Step 4: Evaluate the Optimized Model

We train the SVM model using the best hyperparameters and evaluate its performance on the test set:

% Train SVM with optimal parameters
optimizedSVM = fitcsvm(XTrain, YTrain, 'KernelFunction', 'rbf', ...
'BoxConstraint', bestParams.C, ...
'KernelScale', bestParams.kernelScale);
% Test the model
YPred = predict(optimizedSVM, XTest);
accuracy = mean(YPred == YTest);
disp('Test Set Accuracy:');
disp(accuracy);
Output:

- The accuracy of the optimized SVM model on the test set.
    

Useful MATLAB Functions for Machine Learning

Function
Explanation
fitcsvm
Trains a support vector machine (SVM) for classification.
fitctree
Trains a decision tree for classification.
kmeans
Performs k-means clustering.
predict
Predicts labels or values using a trained model.
fitcsvm
Trains an SVM classifier for binary classification.
predict
Predicts labels for new data points using the trained SVM.
Standardize
Option in fitcsvm to normalize input data.
dendrogram
Generates a dendrogram plot to visualize the hierarchical structure.
cluster
Assigns cluster labels to data points based on a cutoff distance.
gscatter
Plots grouped scatter plots based on cluster labels.
grpstats
Calculates statistics (e.g., centroids) for each group or cluster.
fitcsvm
Trains a Support Vector Machine (SVM) for binary or multi-class classification.
cvpartition
Splits data into training and test sets or folds for cross-validation.
crossval
Performs cross-validation on a given model.
polyfit
Fits a polynomial to data for regression.

Practice Questions

Test Yourself

1. Train a linear regression model on a dataset and predict new values.

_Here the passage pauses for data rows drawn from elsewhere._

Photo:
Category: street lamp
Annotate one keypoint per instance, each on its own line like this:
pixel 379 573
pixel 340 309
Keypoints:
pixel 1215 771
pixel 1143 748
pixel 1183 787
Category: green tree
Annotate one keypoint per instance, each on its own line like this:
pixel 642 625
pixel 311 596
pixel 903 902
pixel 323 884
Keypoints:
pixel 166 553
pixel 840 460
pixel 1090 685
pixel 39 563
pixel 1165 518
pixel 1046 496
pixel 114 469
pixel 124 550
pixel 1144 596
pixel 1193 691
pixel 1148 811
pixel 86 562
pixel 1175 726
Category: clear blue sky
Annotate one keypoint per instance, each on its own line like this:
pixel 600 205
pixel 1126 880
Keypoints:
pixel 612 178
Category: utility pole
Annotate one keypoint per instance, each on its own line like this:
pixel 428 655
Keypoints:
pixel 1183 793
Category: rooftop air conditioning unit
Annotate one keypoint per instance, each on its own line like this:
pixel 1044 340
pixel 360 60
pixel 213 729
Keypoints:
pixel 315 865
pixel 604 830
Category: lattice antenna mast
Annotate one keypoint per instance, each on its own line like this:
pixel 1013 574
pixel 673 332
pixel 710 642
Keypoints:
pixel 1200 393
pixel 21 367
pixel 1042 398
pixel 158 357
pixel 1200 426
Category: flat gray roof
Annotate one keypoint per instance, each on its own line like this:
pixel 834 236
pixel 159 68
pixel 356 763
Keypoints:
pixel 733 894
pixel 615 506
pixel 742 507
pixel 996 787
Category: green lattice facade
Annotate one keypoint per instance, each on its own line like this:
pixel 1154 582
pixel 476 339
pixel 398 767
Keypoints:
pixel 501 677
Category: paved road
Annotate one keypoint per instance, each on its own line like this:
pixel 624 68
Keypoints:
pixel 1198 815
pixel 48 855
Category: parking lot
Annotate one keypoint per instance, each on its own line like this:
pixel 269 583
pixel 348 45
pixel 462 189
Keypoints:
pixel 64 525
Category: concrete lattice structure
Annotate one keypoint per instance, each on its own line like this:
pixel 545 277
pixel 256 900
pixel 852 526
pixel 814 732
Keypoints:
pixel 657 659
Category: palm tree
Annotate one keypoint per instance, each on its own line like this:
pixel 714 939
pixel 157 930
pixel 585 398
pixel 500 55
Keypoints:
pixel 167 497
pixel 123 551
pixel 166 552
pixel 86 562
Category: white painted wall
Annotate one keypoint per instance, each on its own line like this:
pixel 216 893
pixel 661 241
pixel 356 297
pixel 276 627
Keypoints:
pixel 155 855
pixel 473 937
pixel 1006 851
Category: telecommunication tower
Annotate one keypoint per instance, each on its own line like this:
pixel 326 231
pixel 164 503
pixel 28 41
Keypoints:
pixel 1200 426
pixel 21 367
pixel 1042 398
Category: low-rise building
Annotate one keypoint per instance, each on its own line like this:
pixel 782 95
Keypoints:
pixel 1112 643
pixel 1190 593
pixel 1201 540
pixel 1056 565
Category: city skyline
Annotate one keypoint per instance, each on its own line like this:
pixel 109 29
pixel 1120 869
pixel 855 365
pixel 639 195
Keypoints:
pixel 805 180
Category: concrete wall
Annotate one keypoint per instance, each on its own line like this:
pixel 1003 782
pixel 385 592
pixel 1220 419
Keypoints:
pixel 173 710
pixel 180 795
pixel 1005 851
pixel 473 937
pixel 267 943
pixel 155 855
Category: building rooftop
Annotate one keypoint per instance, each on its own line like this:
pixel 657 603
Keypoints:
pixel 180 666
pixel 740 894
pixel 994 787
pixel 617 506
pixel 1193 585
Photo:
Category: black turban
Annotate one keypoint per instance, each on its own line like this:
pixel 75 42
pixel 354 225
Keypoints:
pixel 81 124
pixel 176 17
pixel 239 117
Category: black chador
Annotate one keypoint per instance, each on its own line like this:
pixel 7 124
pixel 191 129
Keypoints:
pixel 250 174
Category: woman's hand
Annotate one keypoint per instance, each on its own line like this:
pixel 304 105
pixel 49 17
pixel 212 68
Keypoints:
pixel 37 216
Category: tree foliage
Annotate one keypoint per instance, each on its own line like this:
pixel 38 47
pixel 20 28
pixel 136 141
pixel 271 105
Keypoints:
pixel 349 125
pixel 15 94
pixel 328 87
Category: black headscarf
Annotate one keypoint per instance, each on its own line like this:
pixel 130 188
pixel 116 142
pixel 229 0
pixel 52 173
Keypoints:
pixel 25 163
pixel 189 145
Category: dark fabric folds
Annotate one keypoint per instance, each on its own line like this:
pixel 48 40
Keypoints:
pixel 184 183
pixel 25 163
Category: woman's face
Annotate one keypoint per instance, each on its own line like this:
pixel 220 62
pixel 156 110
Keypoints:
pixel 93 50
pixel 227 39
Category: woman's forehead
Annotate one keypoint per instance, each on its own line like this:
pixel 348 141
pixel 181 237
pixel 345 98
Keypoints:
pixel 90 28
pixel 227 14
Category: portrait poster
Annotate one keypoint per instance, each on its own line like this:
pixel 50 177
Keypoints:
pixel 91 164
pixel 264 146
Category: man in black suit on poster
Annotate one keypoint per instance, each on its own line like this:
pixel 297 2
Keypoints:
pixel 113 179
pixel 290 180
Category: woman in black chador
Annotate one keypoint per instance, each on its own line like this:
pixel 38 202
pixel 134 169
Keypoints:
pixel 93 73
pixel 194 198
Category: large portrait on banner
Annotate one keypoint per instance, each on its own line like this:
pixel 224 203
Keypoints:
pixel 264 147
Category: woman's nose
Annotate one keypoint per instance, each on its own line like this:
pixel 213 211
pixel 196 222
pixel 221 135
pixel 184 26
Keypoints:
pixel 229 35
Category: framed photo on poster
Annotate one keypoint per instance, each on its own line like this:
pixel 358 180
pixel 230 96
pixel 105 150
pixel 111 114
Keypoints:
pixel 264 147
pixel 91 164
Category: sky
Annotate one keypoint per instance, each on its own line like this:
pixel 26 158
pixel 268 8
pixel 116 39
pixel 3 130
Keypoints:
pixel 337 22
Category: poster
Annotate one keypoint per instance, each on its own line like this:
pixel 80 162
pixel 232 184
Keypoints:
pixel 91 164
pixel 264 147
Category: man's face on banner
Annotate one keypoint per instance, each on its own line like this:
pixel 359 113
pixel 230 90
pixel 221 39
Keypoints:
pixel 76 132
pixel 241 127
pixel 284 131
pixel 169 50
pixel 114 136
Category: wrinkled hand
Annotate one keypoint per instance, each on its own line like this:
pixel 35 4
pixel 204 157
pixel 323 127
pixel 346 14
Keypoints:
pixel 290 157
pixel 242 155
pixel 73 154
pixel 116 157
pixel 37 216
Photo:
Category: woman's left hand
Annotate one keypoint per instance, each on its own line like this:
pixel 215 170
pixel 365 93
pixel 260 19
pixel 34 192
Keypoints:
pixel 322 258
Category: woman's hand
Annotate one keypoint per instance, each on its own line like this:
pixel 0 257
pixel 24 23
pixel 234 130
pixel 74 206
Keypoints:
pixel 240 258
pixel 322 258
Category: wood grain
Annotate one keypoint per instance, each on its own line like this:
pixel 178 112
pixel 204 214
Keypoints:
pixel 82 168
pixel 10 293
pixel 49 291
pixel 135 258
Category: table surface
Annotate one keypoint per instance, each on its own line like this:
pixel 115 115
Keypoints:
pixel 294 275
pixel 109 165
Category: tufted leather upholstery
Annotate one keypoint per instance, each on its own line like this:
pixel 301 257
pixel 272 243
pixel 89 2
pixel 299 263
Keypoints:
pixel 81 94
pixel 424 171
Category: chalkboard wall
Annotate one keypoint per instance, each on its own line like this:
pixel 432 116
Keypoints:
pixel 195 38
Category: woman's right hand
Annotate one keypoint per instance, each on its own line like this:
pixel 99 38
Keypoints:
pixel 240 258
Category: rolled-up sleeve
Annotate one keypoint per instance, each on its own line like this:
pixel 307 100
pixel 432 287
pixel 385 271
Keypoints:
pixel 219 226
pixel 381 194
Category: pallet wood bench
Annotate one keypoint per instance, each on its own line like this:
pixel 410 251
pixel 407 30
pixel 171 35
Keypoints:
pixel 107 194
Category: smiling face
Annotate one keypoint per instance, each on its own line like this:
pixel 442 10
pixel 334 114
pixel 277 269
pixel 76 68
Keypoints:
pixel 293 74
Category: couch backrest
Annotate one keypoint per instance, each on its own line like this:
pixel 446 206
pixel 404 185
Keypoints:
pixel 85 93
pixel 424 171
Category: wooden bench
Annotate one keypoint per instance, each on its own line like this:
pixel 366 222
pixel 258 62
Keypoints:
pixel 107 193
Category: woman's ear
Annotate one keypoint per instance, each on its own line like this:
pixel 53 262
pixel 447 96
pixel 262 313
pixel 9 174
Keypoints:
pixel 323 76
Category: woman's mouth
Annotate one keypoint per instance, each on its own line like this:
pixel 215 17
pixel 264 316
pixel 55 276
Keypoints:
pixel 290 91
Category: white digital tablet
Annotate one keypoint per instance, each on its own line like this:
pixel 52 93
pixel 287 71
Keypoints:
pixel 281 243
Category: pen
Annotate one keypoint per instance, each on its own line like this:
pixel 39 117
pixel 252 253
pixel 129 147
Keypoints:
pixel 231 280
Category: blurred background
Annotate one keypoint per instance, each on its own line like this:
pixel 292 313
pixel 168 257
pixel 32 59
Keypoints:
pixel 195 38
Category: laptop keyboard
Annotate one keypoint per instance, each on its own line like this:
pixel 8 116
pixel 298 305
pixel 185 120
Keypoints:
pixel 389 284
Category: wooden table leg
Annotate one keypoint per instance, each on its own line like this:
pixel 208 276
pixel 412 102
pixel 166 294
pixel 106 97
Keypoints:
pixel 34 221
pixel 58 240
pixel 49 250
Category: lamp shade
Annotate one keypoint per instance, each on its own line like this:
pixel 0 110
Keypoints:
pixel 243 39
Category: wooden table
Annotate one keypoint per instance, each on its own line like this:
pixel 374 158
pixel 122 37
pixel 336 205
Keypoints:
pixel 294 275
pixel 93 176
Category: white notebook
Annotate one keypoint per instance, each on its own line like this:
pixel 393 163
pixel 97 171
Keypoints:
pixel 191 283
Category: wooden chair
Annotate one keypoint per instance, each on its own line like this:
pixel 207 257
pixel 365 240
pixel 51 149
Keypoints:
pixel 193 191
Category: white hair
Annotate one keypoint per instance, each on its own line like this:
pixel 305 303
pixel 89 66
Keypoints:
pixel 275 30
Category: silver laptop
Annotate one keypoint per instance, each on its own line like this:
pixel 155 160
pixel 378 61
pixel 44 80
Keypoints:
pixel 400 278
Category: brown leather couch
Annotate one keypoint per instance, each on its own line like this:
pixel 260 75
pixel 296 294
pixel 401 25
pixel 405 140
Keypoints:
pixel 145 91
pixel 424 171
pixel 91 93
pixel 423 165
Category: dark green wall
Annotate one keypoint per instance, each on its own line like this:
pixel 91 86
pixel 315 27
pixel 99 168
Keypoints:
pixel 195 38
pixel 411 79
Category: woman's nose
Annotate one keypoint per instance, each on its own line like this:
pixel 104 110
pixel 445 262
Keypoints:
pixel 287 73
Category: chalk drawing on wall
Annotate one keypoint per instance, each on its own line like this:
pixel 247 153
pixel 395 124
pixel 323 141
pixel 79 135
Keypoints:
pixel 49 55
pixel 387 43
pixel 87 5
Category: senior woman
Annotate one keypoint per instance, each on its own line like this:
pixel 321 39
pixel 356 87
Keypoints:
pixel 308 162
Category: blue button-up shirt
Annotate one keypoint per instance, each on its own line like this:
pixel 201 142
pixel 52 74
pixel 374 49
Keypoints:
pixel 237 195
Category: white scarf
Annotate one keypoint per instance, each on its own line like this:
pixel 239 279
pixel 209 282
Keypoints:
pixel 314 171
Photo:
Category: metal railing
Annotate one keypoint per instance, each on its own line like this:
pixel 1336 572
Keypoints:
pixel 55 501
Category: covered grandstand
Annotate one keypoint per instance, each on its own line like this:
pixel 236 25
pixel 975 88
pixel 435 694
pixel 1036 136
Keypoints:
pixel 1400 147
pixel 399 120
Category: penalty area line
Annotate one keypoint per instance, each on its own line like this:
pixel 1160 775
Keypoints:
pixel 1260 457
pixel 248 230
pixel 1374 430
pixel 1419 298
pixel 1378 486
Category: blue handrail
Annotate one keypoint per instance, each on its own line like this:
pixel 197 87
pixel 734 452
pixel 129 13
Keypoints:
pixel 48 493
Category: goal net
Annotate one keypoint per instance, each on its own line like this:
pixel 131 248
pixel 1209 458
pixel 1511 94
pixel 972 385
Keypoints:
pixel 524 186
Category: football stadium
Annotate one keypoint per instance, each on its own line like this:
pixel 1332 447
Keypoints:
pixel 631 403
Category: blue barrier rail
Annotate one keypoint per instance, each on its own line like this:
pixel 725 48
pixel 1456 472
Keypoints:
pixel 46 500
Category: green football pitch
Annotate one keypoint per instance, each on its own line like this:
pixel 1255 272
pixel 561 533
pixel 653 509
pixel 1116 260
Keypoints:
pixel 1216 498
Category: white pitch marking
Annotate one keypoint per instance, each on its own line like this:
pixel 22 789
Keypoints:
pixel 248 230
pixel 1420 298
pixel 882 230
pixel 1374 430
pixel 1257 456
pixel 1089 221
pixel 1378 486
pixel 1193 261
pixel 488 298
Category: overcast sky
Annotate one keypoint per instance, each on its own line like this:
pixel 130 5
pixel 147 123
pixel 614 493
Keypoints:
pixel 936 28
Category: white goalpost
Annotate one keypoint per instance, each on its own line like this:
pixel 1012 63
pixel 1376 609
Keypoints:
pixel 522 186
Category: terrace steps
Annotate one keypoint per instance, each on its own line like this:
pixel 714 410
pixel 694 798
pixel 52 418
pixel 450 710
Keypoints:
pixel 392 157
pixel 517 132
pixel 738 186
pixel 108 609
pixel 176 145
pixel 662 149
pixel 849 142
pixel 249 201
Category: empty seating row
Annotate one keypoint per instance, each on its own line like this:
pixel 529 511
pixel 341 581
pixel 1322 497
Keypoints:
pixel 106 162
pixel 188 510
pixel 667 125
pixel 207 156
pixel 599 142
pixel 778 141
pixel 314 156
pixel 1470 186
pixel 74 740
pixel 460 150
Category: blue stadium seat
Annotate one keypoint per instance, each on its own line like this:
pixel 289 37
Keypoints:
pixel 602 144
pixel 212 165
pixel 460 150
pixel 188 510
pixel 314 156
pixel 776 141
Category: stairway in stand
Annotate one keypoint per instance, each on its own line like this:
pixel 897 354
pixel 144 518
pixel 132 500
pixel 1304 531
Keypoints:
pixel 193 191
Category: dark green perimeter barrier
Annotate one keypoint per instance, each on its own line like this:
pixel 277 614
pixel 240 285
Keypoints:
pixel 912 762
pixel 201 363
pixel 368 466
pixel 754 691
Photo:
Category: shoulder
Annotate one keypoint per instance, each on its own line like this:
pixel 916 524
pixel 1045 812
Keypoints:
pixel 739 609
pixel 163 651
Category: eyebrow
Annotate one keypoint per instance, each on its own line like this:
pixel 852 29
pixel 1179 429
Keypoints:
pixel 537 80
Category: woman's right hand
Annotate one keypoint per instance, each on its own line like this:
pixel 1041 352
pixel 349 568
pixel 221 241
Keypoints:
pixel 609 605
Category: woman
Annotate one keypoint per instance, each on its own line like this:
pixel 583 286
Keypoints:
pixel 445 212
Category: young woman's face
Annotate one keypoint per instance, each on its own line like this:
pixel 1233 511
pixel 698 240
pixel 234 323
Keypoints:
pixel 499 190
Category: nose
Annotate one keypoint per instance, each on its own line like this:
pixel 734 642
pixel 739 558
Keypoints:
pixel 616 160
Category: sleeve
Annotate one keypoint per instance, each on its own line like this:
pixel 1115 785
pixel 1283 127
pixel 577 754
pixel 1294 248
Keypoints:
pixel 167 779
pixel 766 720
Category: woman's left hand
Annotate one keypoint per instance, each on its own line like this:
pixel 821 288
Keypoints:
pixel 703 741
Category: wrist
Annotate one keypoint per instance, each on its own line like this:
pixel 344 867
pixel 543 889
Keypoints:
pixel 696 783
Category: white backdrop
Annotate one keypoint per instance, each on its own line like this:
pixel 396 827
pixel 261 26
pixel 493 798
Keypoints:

2. Perform k-means clustering on a dataset and visualize the clusters.

3. Train a decision tree classifier and visualize the decision boundaries.

4. Generate a new dataset with three clusters and train an SVM to classify two of them.

5. Change the linkage method to ‘average’ or ‘complete’ and observe how the dendrogram changes.